In Proposed Physician Rule, Telehealth Expands and Contracts, Limited by Statute, PHE

Telephone-only evaluation and management (E/M) services as a type of telehealth will disappear next year or whenever the COVID-19 public health emergency (PHE) ends, according to the 2021 proposed Medicare Physician Fee Schedule (MPFS) regulation,[1] which is scheduled to be published in the Aug. 17 Federal Register. And CMS plans to add and remove telehealth services in different ways, across three categories, partly by making some PHE telehealth services permanent. The glitch, however, is Medicare coverage again will be limited to originating sites—essentially rural areas—and audiovisual technology after the PHE. CMS’s hands are tied, because a permanent telehealth expansion to all corners of the country and to telephone calls requires a change in the Social Security Act, which only Congress can make, attorneys said. For the same reason, a patient’s home won’t be a telehealth originating site when the regulation takes effect Jan. 1 if the PHE expires by then. In fact, a number of Medicare payment proposals are contingent on which comes first: the end of the PHE or 2021—a testament to the turbulence of the times.
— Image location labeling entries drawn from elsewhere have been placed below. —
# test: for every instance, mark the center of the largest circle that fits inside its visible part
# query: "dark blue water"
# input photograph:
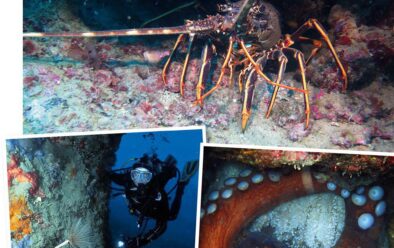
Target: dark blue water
(184, 146)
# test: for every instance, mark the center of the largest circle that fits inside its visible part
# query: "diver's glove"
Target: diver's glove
(188, 171)
(170, 161)
(133, 242)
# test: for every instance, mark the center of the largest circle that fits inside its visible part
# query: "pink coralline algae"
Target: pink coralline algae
(365, 50)
(14, 172)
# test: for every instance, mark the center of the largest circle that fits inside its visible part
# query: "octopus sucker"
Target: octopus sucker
(242, 198)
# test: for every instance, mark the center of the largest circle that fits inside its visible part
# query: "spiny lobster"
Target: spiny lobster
(253, 32)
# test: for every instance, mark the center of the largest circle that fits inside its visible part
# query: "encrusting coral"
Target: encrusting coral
(20, 218)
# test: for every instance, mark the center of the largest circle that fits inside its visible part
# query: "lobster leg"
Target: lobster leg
(317, 47)
(204, 72)
(185, 64)
(313, 23)
(258, 70)
(282, 67)
(223, 70)
(301, 64)
(247, 99)
(166, 66)
(240, 79)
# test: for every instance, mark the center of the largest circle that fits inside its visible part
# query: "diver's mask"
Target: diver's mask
(140, 175)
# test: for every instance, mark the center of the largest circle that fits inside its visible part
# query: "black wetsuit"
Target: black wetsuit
(151, 200)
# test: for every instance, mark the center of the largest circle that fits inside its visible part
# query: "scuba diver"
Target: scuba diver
(144, 184)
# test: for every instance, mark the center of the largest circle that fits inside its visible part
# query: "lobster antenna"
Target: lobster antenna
(168, 13)
(110, 33)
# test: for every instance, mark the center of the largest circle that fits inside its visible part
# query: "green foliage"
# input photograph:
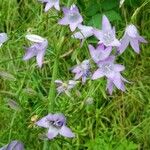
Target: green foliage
(118, 122)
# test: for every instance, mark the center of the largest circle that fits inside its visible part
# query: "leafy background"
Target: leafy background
(118, 122)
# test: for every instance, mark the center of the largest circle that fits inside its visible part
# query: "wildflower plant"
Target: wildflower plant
(100, 64)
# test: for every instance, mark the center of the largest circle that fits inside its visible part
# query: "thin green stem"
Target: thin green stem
(11, 125)
(52, 91)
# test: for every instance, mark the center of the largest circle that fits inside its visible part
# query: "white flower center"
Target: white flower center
(73, 17)
(107, 68)
(53, 1)
(131, 30)
(108, 37)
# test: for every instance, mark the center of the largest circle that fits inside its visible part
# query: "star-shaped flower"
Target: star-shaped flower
(85, 32)
(72, 17)
(112, 71)
(56, 124)
(100, 53)
(13, 145)
(50, 4)
(82, 70)
(3, 38)
(65, 87)
(107, 34)
(37, 49)
(131, 37)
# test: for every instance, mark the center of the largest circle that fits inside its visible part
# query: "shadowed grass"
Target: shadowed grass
(113, 122)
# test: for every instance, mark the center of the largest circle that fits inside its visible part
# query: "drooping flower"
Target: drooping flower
(82, 70)
(3, 38)
(56, 124)
(72, 17)
(112, 71)
(107, 34)
(85, 32)
(65, 87)
(14, 145)
(100, 53)
(117, 81)
(50, 4)
(131, 37)
(37, 49)
(121, 2)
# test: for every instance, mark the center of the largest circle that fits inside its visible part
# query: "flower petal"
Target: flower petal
(98, 34)
(34, 38)
(3, 38)
(56, 5)
(29, 54)
(124, 43)
(97, 74)
(135, 45)
(39, 58)
(52, 132)
(65, 131)
(118, 67)
(105, 24)
(44, 121)
(63, 21)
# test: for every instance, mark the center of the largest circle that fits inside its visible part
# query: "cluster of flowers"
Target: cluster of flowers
(101, 55)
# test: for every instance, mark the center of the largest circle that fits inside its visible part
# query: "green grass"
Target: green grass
(118, 122)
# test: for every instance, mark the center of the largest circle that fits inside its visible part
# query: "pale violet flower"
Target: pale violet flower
(100, 53)
(72, 17)
(117, 81)
(65, 87)
(82, 71)
(51, 3)
(121, 2)
(37, 49)
(56, 124)
(112, 71)
(3, 38)
(14, 145)
(85, 32)
(131, 37)
(107, 34)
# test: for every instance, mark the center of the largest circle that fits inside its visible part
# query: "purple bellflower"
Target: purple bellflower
(56, 124)
(3, 38)
(82, 70)
(100, 53)
(63, 87)
(107, 34)
(112, 71)
(131, 37)
(37, 49)
(85, 32)
(72, 17)
(14, 145)
(50, 4)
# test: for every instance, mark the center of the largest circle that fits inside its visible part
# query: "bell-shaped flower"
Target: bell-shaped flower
(82, 70)
(117, 81)
(100, 53)
(37, 49)
(3, 38)
(107, 34)
(72, 17)
(131, 37)
(65, 87)
(112, 71)
(51, 3)
(85, 32)
(14, 145)
(56, 124)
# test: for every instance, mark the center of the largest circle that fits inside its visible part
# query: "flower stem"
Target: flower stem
(52, 91)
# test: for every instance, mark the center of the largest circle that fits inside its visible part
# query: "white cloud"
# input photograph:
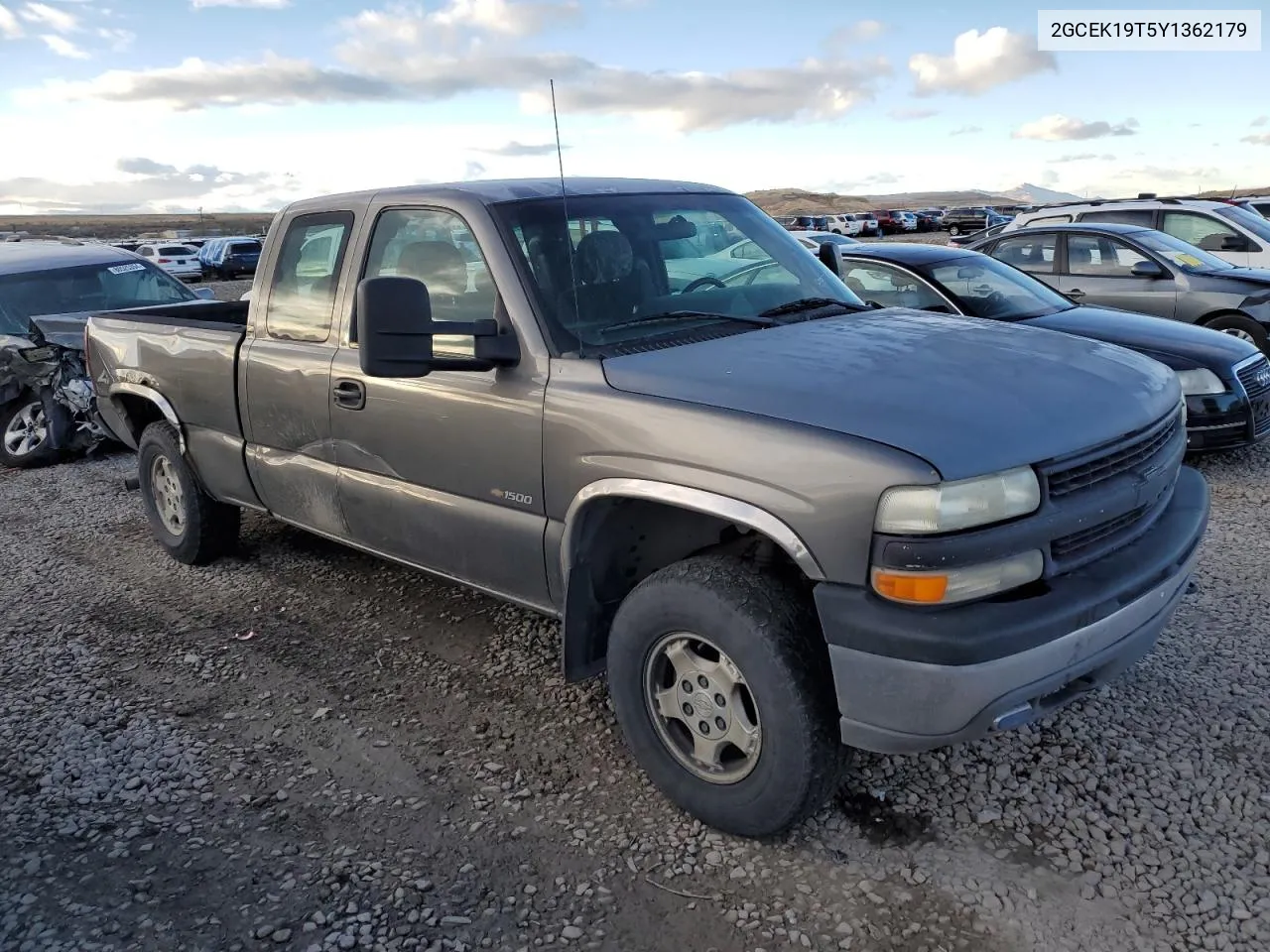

“We are starting to see a little bit of the unwinding plan and what can remain permanent versus what is likely to get reeled back and returned to pre-COVID rules,” said Richelle Marting, an attorney in Overland Park, Kansas. CMS also is asking for an unusual amount of feedback as it figures out how to proceed, said attorney David Glaser, with Fredrikson & Byron in Minneapolis. “They are soliciting comment more actively than they ever have before, so there is an opportunity for people to chime in.”

The proposed MPFS has changes all over the map. Two are on the supervision front, and both were seen as positive. One is a telehealth addition that, if finalized, would allow physicians to provide direct supervision virtually, using real-time, interactive audiovisual technology, said attorney Thomas Ferrante, with Foley & Lardner in Tampa, Florida. That’s a game changer for billing incident to the physician’s services, he said. Physicians wouldn’t have to be physically present to provide direct supervision for incident-to billing or other services. Virtual supervision would be allowed, if finalized, until Dec. 31, 2021, or the end of the PHE, whichever is later, Ferrante said.